What does that mean in simple English? It means that NGOs are a good because 1) they are self financing so cost the US tax payer nothing, 2) they are self perpetuating and don't need Government control leading to 3) they are not linked to any government so are seen as being impartial and 'credible', 4) you can have an NGO for every reform issue under the sun – in fact it seems the more he merrier, and 5) most importantly, what they promote is exactly the same as what the US wants promoted in the Middle East.
What NGOs bring are items of the western reform agenda, and they bring them one by one. Whether they hold workshops, or lectures, or training seminars, or publish publications, they promote a solution deriving from secular capitalism. Whether the subject is poverty, or literacy, or human rights, press rights, human trafficking, or empowerment of women, or child labour, they promote a solution deriving from secular capitalism. Whatever the development project, however well it's administered, it is done in the name of, or for, an idea of secular capitalism.
The problem is that Secular Capitalism did not come from Islam. The two are not the same, in fact they almost always differ.
I am not for one second arguing that the Middle East is not in desperate need of drastic reform – it is. However, needing reform does not predispose us to embracing every ruff and ready suggestion with whole-hearted applause. Especially when those giving advice are the ones who caused most of the problems in the first place, and who still clearly have vested interests. In fact in issue 758 of the Yemen Times there was a fantastic article by Gwynne Dyer entitled 'What's wrong with the Arab World?', which argued very plainly the case that it was western Governments who imposed the current ruling structures on the Middle East, precisely to further their own interests. Why would their 'reform suggestions' be any more sincere?
Lets face it, this is what the reform agenda means:
Political reform means the imposition of democracy, which means subjecting the rules of Islam to the popular vote, in other words we are liberated by being given the legal right to pick and choose the bits of our religion we want to abide by.
Economic reform means 'encouraging free trade' (which means opening up local markets to foreign goods, by reducing 'protectionism' such as government subsidies and import taxes), 'reducing foreign debt' (which means paying back loans and the accumulated interest which means short term money making initiatives such as increasing taxes and selling off natural resources), and 'public sector reform' which means privatisation, which means selling off national resources to foreign investors.
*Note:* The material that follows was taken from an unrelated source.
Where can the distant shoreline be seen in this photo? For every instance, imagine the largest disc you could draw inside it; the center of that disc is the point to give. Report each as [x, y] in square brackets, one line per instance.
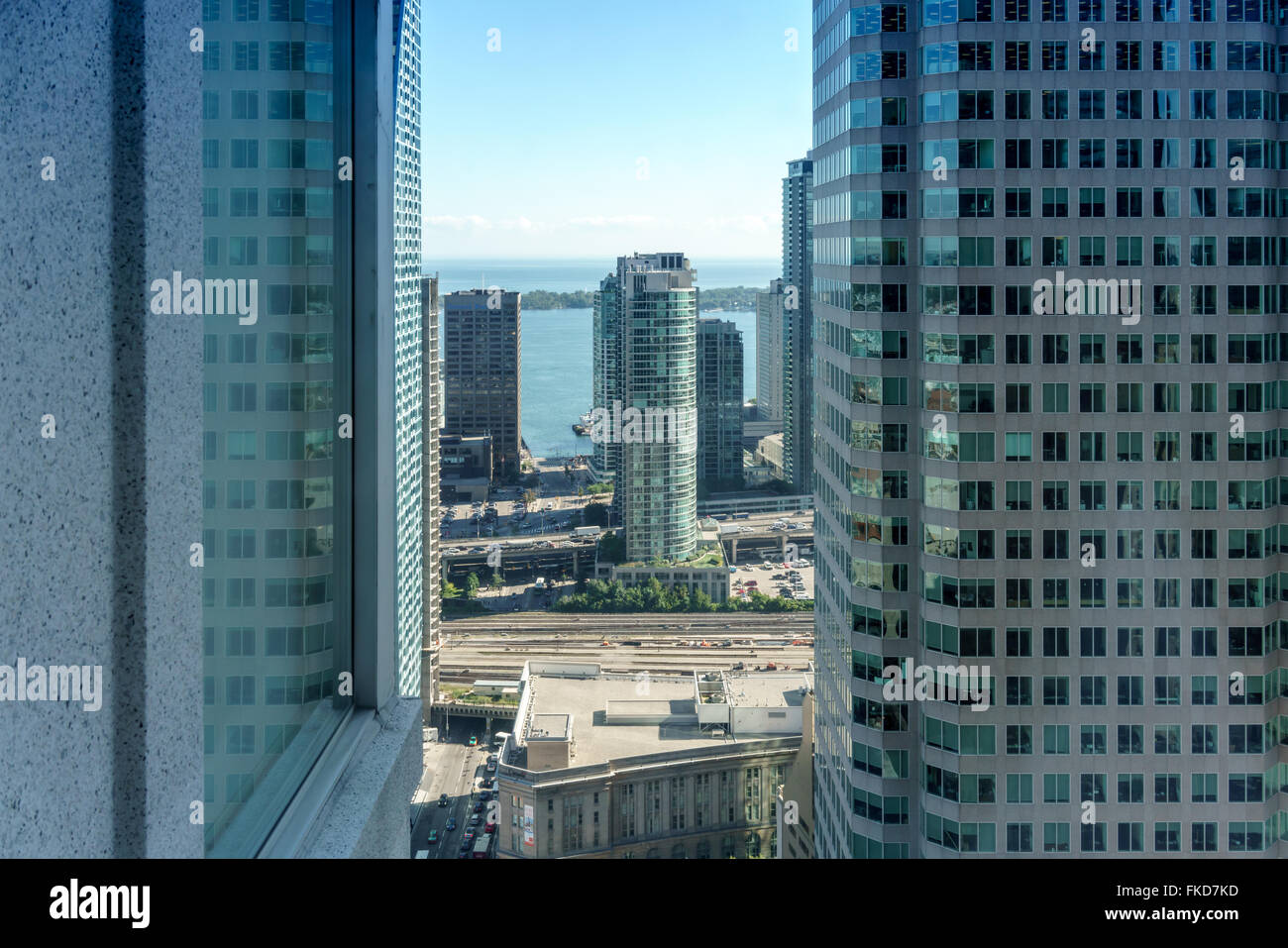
[722, 299]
All of which are devastating for the local economy, though quite good for the global one.
Social reform means changing the role and perception of women, which means making women work, encouraging promiscuity, tolerance of the immoral, and encouraging the traditionally taboo.
NGO's are the front end and the friendly face of all of this. Whilst the individuals involved in the work are undoubtedly sincere, they are promoting a culture and a way of life mutually exclusive to Islam. They don't attack Islam by name, of course not, they merely argue the rational of ideas which contradict it. If you ask them they'll tell you that Islam is a good religion, but it is secular capitalism that they look to for answers.
Building infrastructure, providing drinking water, sanitation, public transport, electricity, judiciary, education and healthcare are the exclusive responsibility of Government, not NGOs. Why else do we have governments – if not to administer projects that are in the collective interest and from which everyone benefits? The more we accept NGOs to do the work of government the more we tolerate governmental incompetence, and the longer we're stuck with it. The sad truth is that the kind of reform needed is a little more drastic than patchwork plasters of 'development aid' or the lipstick of 'democracy'.